China: Coronavirus cases near 1,300, death toll now 41

As many as 237 patients are critical; 1,965 suspected cases have been reported

Wuhan hospital Reuters Medical staff in protective clothing at a hospital in Wuhan | The Central Hospital of Wuhan via Weibo/via Reuters

The deadly coronavirus continues to wreak havoc in China and abroad as the death toll due to it in China rose to 41 with 1,287 confirmed cases, China's National Health Commission announced on Saturday.

Of the 1,287 confirmed cases as of Friday night, the condition of 237 is stated to be critical, the Commission announced.

The confirmed cases have crossed 1,000 mark for the first time, with many Chinese cities struggling to fight the afflictions.

The pneumonia situation had resulted in 41 deaths, including 39 in central China's Hubei province and one in the northeastern province of Heilongjiang, it said.

Additionally, a total of 1,965 suspected cases have also been reported, it said.

The virus has spread to Hong Kong, Macau, Taiwan, Nepal, Japan, Singapore, South Korea, Thailand, Vietnam and the US as of Thursday. Japan on Friday reported a second confirmed case.

It has triggered a cause of concern for India too as many of the 700-odd Indian students studying in universities of Wuhan and Hubei provinces are still stuck there. The Indian Embassy has established hotlines to keep close contact with them.

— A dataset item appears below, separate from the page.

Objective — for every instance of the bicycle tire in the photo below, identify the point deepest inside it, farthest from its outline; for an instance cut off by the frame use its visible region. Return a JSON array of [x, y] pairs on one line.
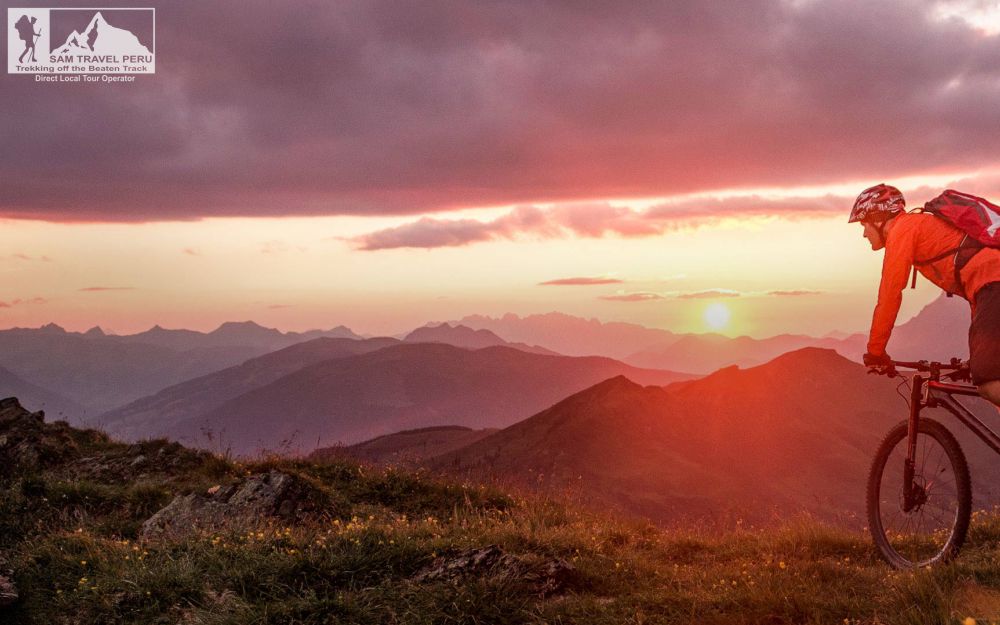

Battling the fast-spreading coronavirus, China has begun building a 1,000-bed hospital in Wuhan, which is expected to be completed in less than 10 days.

It also began deploying military medics to step up the treatment facilities in Wuhan and 12 other cities in Hubei province, which are under total lockdown with suspension of all public transport.

The fast-spreading virus dampened the celebrations of China's Lunar New Year, which began today. On Friday, Chinese bid goodbye to 'the year of the pig' to welcome 'the year of rat' on Saturday.

In the Chinese lunar calendar, years are grouped into a 12-year cycles, with each year assigned an animal symbol: rat, ox, tiger, rabbit, dragon, snake, horse, sheep, monkey, rooster, dog and pig.

In view of the virus scare, several cities, including Beijing, have cancelled special events. The festival is also known as the Spring Festival. Large cultural activities during the spring festival in Beijing such as temple fairs were cancelled to prevent the spread of the virus.

China's biggest city, Shanghai, raised the emergency response to public health safety to level 1, the highest, following Beijing and the provinces of Hubei, Hunan, Zhejiang, Anhui and Guangdong as more cases were reported.

Beijing, so far, has reported 34 confirmed cases of coronavirus infection, official media reported.

The Chinese disease prevention authority on Friday released pictures and information of the first Wuhan coronavirus that Chinese experts had discovered.

Dozens of excavators were feverishly working at the site in Wuhan where the hospital is being built on a 25,000-sq metre plot in just about 10 days. It will be ready by February 3, state-run Xinhua news agency reported.

Workers are being paid the equivalent of $173 per day, three times their usual wage, to accelerate the construction.

The hospital will be modelled on the one built in Beijing for the treatment and control of SARS, or Severe Acute Respiratory Syndrome, that spread rapidly on the Chinese mainland in 2003, killing over 800 people. Beijing then had built the Xiaotangshan Hospital, a temporary medical centre in the northern suburbs of the city.

Amid the unknown virus wreaking havoc, Chinese and American researchers are working together to develop a vaccine against the deadly new strain of coronavirus.

At present, there is no cure for the virus, which has pneumonia-like symptoms and is contagious among humans.

The World Health Organisation (WHO) on Thursday stopped short of declaring the virus a global public health emergency, despite China's climbing death toll.